Accountability matters.
It’s not enough to ask somebody to do something, and expect them to do it. Each of us is overwhelmed with endless tasks and requests and none of us can get through them all. So holding people accountable has tangible value.
When I was Chief of Staff, my VP Jerry Dischler was excellent at this. When I first started working with him, there would be times when I didn’t get to something I had said I would do, and I would just not provide an update in the hopes he wouldn’t notice. He called me out and asked “What’s happening with X?” When I said “I didn’t get to it” in shame, he said “That’s not great, but I need to hear that update. I’d rather know that it’s not done than wonder if you forgot about it, or if you need help that I can provide. I need updates every week until it’s done.” Being held accountable without being shamed was invigorating – I made sure I always had an update for him, and knowing that he was going to check meant that he no longer had to hold me accountable, because I now held myself to that higher standard.
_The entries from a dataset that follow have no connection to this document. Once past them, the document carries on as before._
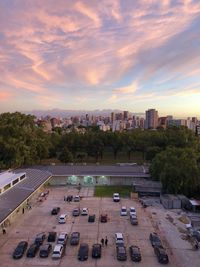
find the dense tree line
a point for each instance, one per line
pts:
(21, 142)
(174, 153)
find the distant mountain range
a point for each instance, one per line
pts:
(67, 113)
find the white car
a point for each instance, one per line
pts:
(58, 251)
(132, 211)
(119, 239)
(84, 211)
(62, 218)
(123, 211)
(116, 197)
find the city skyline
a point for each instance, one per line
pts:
(112, 54)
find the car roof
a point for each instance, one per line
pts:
(57, 247)
(119, 234)
(62, 235)
(45, 246)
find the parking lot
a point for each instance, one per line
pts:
(39, 219)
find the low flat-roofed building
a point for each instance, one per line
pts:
(8, 179)
(195, 205)
(146, 187)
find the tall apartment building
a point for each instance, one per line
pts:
(151, 120)
(126, 115)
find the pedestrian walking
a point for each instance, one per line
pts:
(102, 242)
(106, 241)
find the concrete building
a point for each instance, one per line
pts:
(177, 122)
(151, 119)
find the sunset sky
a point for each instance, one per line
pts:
(91, 54)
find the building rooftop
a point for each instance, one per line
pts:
(13, 197)
(8, 177)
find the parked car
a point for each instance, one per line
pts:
(103, 218)
(119, 239)
(58, 251)
(196, 234)
(91, 218)
(83, 252)
(32, 250)
(77, 198)
(123, 211)
(76, 212)
(55, 211)
(121, 253)
(20, 249)
(132, 211)
(40, 239)
(134, 220)
(45, 250)
(75, 237)
(155, 240)
(135, 253)
(84, 211)
(62, 238)
(62, 218)
(52, 237)
(116, 197)
(96, 251)
(161, 254)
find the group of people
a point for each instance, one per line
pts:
(104, 241)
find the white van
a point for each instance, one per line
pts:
(57, 251)
(62, 218)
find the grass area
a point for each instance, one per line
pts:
(107, 191)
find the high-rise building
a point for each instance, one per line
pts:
(151, 120)
(126, 114)
(112, 117)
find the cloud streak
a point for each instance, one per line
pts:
(105, 50)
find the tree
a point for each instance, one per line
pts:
(177, 169)
(65, 155)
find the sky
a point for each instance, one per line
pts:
(109, 54)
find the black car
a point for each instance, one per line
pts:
(52, 237)
(96, 251)
(75, 237)
(45, 250)
(135, 253)
(83, 252)
(91, 218)
(40, 239)
(161, 254)
(155, 240)
(103, 218)
(55, 211)
(121, 253)
(20, 249)
(32, 250)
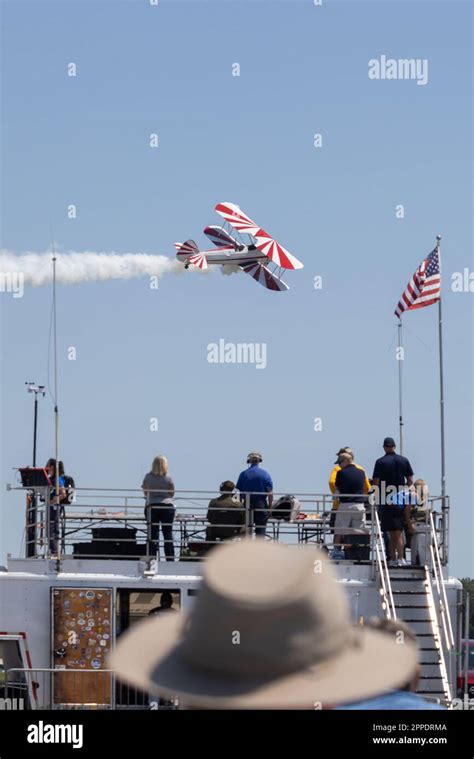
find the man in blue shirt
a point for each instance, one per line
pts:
(392, 472)
(258, 482)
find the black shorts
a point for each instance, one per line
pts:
(391, 518)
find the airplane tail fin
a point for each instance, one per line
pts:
(189, 253)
Another example: when I published my book, several readers asked me “I would benefit from doing the exercises in the book, but I know I won’t do them. Can you hold me accountable?” I offered a “class” where I hosted a weekly call and asked people what they learned from doing the exercises of the chapter of the week. I charged $99 for this class to “make” people read a book they had already purchased, and people were willing to pay for that accountability.
One last example: I know how to exercise. And yet last year, I signed up for a gym with trainer-led classes, because I was not consistently exercising. I am paying for the trainers to hold me accountable.
And yet, many of us don’t hold people around us accountable. We let things go. We don’t want to make a scene. And then those other people learn to not take our asks seriously, because they won’t be held accountable.
What would be different if you held yourself accountable and consistently followed through on your commitments to others and to yourself? What about if you held others accountable to their commitments? How can you act as a leader that others will hold themselves accountable to, as I did with my VP?